Le pétrole brut américain reste sensible à l'actualité du Moyen-Orient
Le pétrole brut américain continue de s'échanger sous l'influence de l'évolution de la situation au Moyen-Orient, le marché restant centré sur l'Iran et le détroit d'Ormuz, qui sont devenus le point focal de la dynamique des prix mondiaux.
Cet article a été traduit de l'original. Lisez la version originale de notre correspondant ici.

Environ 20 % du pétrole maritime mondial transite par le détroit d'Ormuz, et les principales voies maritimes du golfe Persique passent par ce corridor. Toute menace de fermeture ou d'interruption du trafic maritime déclenche immédiatement une forte hausse des prix, tandis que les nouvelles de cessez-le-feu, de négociations ou de désescalade partielle entraînent généralement une correction rapide. En conséquence, le marché ressemble moins à un marché axé sur les tendances qu'à un environnement réactif, axé sur les nouvelles, où le sentiment est dicté par les nouveaux titres plutôt que par les fondamentaux purs.

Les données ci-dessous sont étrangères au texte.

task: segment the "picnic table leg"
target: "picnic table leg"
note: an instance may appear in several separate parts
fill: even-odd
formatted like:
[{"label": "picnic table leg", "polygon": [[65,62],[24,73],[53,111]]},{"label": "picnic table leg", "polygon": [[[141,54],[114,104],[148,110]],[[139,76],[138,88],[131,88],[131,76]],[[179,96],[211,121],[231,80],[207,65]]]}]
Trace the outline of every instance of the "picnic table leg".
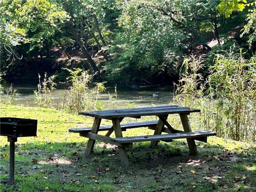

Une "prime de guerre" intégrée persiste dans les prix du pétrole. Même en l'absence d'opérations de combat à grande échelle, les investisseurs évaluent le risque de perturbation de l'approvisionnement, et ces primes persistent généralement tant que le conflit n'est pas perçu comme résolu. C'est pourquoi le brut se maintient à des niveaux relativement élevés, proches de la zone des 90 dollars le baril, sans pour autant entrer dans une tendance haussière durable et directionnelle. Au lieu de cela, les prix ne cessent de grimper et de reculer à l'intérieur d'une large fourchette, plutôt que de franchir calmement des niveaux clés.
Dans le même temps, une partie du risque est passée du domaine purement psychologique au domaine physique. Les exportations iraniennes sont limitées, la logistique dans la région reste instable et des incidents tels que des saisies de navires ou des affrontements près du détroit bloquent périodiquement l'accès à certains volumes de brut. Il ne s'agit plus d'une simple "crainte" des négociants, mais de véritables perturbations de l'offre, une partie du pétrole n'atteignant tout simplement pas le marché, ce qui favorise un déficit sous-jacent à court terme.
Dans l'ensemble, plusieurs forces sont actuellement en jeu : le risque de perturbations tangibles de l'offre, la prime géopolitique persistante, la pression exercée sur la demande par les coûts élevés de l'énergie et un flux continu d'informations sur les négociations, les grèves et les escalades locales. Le résultat net est un marché qui semble extrêmement sensible aux gros titres et enclin à des mouvements brusques et impulsifs à l'intérieur d'une large fourchette, plutôt qu'à une tendance fondamentale régulière. L'idée de base est qu'à l'heure actuelle, le pétrole est davantage déterminé par la géopolitique et la perception du risque que par l'interaction classique de l'offre et de la demande liées au cycle économique.
La déception du marché pétrolier face à l'absence de progrès dans les négociations entre les États-Unis et l'Iran s'est déjà traduite par une hausse des prix, poussant le brut américain à tester la résistance autour de 91,50 dollars le baril. Toutefois, après que Donald Trump a prolongé la suspension des hostilités, les prix se sont repliés pour atteindre un niveau de soutien proche de 87,00 dollars le baril. La volatilité élevée devrait persister à court terme. Si la résistance à 91,50 est franchie, le prochain objectif se situe autour de 95,00 dollars le baril, tandis qu'une cassure sous la zone de support de 87,00 ouvrirait la voie vers la zone 85,50-85,00 dollars le baril.